S100B expression promotes cell contact inhibition of growth of clone 6 cells. (a) S100B expression inhibits anchorage-independent growth of clone 6 cells. Clone (Cl.) 6, clone 6β, clone 9β, clone 10β and clone 15β cells were tested for anchorage-independent growth in soft agar. Colonies were photographed 15 days after plating. The results are representative of two different experiments carried out in duplicate. (b and c) p53Val135 is located in the nuclei of confluent clone 9β cells. Clone 6 (b) and clone 9β (c) cells were grown to confluence, and p53Val135 was immunostained with purified wild-type (wt)-specific monoclonal antibody PAb246 (right panels). Left panels show DNA staining with Hoechst. Magnification, ×36.

FIG. 7

S100B cooperates with ionomycin to rescue a G₁-phase growth arrest in REF clone 6 cells at the nonpermissive temperature (37.5°C). (a) Flow cytometry analysis of the DNA content of clone 6 and clone 9β cells stimulated with 1 μM ionomycin (−Iono) for 24 h as indicated. Insets show the cell cycle parameters of clone 6 and clone 9β cells unstimulated or stimulated for 20 h with ionomycin as determined by pulsing cells with BrdU. (b) Effects of temperature shift and ionomycin on cell cycle regulatory proteins in clone 6β cells. Immunoblots show cellular lysates corresponding to clone 6β cells growth arrested by shifting the temperature to 32°C for 24 h (lanes 1 and 9) or grown at 37.5°C (lane 2) and stimulated with ionomycin for 1 h (lane 3), 2 h (lane 4), 4 h (lane 5), 8 h (lane 6), 16 h (lane 7), and 24 h (lane 8) prior lysis in SDS sample buffer.
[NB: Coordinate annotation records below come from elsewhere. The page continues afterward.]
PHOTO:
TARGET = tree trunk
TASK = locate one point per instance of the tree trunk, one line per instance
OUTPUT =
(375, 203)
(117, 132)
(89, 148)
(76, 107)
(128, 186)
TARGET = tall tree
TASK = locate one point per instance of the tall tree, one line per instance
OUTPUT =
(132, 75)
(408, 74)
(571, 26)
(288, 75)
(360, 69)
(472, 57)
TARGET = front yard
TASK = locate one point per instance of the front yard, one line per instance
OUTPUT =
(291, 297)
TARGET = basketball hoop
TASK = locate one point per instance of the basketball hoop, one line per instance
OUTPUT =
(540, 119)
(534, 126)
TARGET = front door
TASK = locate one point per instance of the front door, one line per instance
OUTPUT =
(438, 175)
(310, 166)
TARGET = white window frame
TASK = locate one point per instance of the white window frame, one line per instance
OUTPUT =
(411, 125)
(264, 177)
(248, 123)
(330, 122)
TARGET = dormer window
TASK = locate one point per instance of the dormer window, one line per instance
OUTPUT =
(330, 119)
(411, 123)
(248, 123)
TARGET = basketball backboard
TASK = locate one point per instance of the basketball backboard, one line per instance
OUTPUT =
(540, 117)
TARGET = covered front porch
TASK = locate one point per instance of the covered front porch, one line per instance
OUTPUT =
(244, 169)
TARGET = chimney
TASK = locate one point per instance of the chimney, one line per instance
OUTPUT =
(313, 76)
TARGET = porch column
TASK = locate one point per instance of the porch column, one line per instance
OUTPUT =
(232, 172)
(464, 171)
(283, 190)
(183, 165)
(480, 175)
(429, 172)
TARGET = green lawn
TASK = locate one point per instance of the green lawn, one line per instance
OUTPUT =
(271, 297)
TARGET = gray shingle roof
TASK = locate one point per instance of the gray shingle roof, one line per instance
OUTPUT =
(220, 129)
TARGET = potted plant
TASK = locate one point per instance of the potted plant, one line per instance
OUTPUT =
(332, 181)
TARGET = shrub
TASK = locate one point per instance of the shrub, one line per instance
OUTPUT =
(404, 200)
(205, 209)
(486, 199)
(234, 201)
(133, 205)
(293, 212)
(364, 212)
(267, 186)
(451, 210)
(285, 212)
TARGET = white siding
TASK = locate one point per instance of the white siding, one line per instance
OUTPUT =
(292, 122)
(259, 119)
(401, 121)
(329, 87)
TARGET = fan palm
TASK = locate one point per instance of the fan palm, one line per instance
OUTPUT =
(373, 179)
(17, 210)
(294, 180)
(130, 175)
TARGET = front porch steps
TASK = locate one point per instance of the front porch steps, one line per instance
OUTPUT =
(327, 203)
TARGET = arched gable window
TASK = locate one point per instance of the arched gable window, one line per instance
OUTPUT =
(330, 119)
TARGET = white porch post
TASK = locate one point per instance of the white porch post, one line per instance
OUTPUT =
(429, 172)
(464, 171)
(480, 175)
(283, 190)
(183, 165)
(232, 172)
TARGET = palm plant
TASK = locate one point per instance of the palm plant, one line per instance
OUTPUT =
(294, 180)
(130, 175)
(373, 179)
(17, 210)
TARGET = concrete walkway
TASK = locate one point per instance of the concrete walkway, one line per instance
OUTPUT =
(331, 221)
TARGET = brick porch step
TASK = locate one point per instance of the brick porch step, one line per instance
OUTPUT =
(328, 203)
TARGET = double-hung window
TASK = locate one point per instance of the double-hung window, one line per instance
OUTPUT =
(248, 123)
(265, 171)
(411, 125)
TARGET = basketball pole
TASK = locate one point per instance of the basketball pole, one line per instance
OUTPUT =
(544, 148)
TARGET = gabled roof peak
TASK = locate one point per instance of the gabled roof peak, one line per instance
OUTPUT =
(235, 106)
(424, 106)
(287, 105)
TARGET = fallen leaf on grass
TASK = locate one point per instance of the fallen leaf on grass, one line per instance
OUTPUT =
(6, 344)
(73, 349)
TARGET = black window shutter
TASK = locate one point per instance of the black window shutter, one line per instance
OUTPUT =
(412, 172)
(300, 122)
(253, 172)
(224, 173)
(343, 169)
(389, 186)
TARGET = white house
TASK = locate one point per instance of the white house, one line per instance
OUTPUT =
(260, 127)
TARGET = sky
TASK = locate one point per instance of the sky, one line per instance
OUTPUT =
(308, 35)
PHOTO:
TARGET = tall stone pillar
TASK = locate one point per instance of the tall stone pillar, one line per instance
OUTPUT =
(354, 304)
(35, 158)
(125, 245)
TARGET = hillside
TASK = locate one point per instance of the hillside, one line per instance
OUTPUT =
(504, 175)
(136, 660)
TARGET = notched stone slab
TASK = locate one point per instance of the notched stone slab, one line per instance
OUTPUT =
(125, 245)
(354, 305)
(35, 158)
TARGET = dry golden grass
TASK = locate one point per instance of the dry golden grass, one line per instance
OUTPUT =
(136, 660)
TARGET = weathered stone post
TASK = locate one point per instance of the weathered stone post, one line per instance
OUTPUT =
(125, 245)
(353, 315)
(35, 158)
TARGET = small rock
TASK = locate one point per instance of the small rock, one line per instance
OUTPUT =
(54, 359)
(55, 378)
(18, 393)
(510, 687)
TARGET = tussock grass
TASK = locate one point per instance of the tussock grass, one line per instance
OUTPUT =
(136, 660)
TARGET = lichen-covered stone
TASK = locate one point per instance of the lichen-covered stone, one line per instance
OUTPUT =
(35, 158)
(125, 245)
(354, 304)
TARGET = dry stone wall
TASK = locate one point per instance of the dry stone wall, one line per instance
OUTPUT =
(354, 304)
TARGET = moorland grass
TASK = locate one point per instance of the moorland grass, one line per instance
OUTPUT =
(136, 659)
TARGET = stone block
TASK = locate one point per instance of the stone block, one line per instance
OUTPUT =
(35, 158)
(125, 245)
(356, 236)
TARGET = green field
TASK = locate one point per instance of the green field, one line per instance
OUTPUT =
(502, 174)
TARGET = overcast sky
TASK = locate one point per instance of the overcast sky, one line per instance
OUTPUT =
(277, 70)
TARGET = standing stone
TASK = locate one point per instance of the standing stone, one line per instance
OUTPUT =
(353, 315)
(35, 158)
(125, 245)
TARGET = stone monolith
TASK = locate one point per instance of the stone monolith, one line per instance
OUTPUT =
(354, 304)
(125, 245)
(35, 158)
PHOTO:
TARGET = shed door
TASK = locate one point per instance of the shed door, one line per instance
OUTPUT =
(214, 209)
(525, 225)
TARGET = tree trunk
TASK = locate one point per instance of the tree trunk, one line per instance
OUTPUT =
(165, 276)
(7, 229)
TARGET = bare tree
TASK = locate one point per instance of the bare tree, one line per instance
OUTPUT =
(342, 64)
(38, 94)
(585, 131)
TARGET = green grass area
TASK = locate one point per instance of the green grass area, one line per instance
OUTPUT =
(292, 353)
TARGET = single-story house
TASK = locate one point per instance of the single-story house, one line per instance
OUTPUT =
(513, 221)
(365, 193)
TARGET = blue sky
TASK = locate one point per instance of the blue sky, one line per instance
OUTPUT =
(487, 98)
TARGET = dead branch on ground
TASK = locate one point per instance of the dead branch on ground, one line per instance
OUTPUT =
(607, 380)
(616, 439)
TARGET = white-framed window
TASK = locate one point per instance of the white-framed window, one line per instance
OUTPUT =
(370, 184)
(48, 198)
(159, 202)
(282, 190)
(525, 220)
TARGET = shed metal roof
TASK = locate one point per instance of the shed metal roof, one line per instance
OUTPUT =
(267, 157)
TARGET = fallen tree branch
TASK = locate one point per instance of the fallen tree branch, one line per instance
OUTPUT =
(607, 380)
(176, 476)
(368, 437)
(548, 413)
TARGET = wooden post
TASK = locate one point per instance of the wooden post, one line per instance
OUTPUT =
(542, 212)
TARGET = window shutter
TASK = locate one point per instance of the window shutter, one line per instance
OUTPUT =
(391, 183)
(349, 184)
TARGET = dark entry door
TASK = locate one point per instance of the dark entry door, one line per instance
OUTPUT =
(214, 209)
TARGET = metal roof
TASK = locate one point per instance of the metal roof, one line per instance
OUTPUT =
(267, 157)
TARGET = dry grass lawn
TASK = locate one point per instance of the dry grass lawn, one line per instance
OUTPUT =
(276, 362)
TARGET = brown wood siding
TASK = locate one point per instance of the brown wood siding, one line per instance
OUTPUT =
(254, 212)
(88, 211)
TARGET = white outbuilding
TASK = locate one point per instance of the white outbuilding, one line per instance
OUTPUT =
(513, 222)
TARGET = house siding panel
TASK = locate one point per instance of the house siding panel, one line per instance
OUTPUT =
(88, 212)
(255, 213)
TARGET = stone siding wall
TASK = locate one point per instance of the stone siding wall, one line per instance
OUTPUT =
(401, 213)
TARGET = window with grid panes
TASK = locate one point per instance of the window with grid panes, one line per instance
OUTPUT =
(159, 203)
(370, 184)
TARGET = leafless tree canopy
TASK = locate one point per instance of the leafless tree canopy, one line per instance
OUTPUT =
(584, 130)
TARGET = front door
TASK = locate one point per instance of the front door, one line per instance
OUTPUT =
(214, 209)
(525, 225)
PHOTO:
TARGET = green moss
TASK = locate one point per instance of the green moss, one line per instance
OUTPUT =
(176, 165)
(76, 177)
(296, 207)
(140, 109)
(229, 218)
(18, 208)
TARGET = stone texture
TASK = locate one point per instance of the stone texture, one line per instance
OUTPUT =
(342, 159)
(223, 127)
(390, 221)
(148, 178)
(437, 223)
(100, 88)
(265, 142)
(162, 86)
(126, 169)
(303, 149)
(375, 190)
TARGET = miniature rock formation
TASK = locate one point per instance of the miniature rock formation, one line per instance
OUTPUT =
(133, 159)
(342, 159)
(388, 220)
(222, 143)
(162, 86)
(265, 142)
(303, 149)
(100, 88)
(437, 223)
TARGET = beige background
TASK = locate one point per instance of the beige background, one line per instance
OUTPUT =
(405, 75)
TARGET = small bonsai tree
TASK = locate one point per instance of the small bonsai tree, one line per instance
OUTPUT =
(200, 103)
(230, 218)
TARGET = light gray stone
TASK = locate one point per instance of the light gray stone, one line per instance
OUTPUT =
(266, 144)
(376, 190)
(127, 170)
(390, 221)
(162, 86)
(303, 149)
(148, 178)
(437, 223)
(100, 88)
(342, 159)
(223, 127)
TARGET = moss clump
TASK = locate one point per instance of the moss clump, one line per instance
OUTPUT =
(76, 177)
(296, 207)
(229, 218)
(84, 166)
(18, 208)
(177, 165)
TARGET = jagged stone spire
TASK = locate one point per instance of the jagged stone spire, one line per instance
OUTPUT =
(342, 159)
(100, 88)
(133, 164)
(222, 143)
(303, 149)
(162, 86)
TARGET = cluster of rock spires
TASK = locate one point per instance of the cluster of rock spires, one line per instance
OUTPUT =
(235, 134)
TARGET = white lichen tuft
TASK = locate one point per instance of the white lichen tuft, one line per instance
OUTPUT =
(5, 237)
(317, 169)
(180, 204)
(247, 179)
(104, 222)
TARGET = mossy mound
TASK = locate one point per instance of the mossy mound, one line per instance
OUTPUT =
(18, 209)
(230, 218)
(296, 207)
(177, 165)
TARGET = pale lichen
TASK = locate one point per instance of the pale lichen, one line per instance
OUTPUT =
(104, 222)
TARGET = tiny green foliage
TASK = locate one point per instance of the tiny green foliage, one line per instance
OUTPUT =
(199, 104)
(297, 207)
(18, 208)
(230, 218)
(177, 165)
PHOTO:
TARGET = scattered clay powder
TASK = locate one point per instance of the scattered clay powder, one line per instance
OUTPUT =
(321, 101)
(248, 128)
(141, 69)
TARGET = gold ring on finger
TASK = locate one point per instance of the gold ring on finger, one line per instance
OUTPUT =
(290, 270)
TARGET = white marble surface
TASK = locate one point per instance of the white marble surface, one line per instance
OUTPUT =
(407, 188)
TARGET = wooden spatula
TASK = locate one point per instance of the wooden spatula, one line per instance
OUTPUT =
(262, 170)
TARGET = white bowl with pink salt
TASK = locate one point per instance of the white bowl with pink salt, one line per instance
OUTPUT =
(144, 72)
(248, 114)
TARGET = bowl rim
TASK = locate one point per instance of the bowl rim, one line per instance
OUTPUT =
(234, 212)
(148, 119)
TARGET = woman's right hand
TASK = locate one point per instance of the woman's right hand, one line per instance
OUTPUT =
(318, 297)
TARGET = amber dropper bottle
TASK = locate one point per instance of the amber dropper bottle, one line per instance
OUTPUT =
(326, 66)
Cl, clone.

FIG. 8

S100B cooperates with ionomycin to promote UV-dependent apoptosis of clone 6 cells at the nonpermissive temperature. (a) Clone 6 cells stimulated for 24 h with 1 μM ionomycin (Iono.) and UV irradiated. (b) Unstimulated clone 9β cells UV irradiated. (c and d) Clone 9β and 6β cells, respectively, stimulated for 24 h with 1 μM ionomycin and UV irradiated. Cells were collected after 4, 17, and 26 h and analyzed for DNA content by FACS analysis. (e) Agarose gel analysis of DNA fragmentation in apoptotic clone 9β cells 4 h (lane 1), 17 h (lane 2), and 26 h (lane 3) after UV irradiation. In all experiments, after irradiation (10 J/m²), cells were grown in medium without ionomycin.